One of the open source results of this work is the Ubermag simulation environment for magnetism at the nanoscale. The low-level simulation software, that has been optimized for high execution performance, is difficult to use directly, and the researchers developed a high-level Python interface to drive the simulations with much greater ease. The Ubermag environment features visualisation capabilities which provide immediate visual feedback on the simulation results and integrate naturally into the Jupyter notebook. Given this tool set, a simulation study can now be driven from the Jupyter notebook, which combines narrative comments by the researcher with commands to execute the simulation, immediately followed by the results obtained. The notebook has been designed to be able to record and archive this rich and executable document - thus providing a leap forward for the reproducibility of the study.
"To improve reproducibility in science, it is not enough to provide tools or workflows that make the results more reproducible.
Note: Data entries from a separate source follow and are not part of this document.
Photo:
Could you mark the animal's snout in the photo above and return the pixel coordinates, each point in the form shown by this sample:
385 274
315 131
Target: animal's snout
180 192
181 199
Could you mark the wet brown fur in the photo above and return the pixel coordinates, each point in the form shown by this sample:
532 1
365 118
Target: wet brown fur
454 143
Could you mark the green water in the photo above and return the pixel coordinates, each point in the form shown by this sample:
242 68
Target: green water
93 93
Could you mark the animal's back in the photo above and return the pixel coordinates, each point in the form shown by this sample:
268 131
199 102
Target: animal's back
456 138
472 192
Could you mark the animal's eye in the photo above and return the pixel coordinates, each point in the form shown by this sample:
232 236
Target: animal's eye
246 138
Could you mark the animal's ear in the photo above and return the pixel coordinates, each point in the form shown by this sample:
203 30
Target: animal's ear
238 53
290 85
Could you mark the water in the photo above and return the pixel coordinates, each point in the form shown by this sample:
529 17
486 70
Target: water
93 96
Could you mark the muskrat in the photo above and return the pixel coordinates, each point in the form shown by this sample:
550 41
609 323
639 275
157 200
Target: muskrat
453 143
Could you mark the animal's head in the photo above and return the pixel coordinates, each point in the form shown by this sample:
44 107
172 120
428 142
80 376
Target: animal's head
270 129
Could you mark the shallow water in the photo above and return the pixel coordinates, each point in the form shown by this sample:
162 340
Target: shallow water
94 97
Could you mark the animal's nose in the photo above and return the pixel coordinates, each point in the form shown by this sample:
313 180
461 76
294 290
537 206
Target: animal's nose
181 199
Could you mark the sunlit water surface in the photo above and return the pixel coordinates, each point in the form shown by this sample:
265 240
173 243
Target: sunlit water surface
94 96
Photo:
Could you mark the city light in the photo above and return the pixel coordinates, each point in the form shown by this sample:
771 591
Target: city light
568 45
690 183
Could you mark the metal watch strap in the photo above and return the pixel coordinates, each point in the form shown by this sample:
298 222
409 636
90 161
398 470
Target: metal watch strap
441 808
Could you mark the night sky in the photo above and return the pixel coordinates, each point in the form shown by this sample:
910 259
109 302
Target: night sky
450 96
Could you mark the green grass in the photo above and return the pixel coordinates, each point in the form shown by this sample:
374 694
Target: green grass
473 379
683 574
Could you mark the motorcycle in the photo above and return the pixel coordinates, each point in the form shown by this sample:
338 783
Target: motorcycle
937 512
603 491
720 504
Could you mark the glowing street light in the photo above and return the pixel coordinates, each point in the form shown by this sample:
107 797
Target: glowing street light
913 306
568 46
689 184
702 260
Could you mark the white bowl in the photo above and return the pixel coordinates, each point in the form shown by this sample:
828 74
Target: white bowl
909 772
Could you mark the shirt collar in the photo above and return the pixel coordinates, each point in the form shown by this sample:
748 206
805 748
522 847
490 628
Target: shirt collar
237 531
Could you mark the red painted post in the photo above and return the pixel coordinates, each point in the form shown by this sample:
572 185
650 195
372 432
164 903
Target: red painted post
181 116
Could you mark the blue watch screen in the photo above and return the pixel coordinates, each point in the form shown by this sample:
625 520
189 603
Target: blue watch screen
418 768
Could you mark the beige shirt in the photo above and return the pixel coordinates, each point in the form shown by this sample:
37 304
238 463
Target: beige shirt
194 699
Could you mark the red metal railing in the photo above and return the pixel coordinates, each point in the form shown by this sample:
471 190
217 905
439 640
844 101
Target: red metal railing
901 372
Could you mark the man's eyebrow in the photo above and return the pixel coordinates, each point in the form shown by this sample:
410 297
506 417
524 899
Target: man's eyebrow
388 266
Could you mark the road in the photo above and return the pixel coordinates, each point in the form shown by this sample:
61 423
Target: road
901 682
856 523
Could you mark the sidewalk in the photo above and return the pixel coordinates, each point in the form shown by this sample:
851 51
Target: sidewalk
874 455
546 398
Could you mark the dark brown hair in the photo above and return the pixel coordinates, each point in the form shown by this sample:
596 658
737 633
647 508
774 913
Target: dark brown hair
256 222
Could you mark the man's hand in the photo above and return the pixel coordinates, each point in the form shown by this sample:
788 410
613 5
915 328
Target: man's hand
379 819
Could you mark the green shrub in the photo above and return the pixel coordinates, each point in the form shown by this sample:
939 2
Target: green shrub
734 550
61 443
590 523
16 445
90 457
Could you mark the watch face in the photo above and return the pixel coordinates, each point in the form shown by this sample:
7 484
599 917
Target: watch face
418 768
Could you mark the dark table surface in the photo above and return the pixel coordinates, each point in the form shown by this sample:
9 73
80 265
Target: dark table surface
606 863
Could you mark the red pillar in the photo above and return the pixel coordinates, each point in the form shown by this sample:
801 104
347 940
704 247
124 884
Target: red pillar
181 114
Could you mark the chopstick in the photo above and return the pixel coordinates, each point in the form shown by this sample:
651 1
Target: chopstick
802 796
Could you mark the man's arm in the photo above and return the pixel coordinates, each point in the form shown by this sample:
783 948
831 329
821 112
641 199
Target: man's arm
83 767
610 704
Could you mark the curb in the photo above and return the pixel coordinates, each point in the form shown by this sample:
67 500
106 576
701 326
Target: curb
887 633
These tools must also fit into the scientific approach of the researchers and ideally lead to a better research experience, so that the new methods are accepted and adopted widely," says Hans Fangohr, coordinating author of the publication.
Reproducibility is attracting increasing attention from researchers, research councils and publishers. "One additional aspect of the discussion is that reproducibility leads to re-usability,“ Fangohr explains. "If all the steps of a data analysis are documented and archived - ideally in a (potentially long!) computer-executable script - so that they can be repeated automatically at the touch of a button, then it becomes a lot easier to take such a study and extend it.
"Currently, it is not unusual for PhD students to spend months or years to first reproduce published results as a baseline, before they can extend the work with novel additions as the second step. With the workflows and methods proposed here, we can reduce that time to hours or minutes, making our collective research activity a lot more efficient."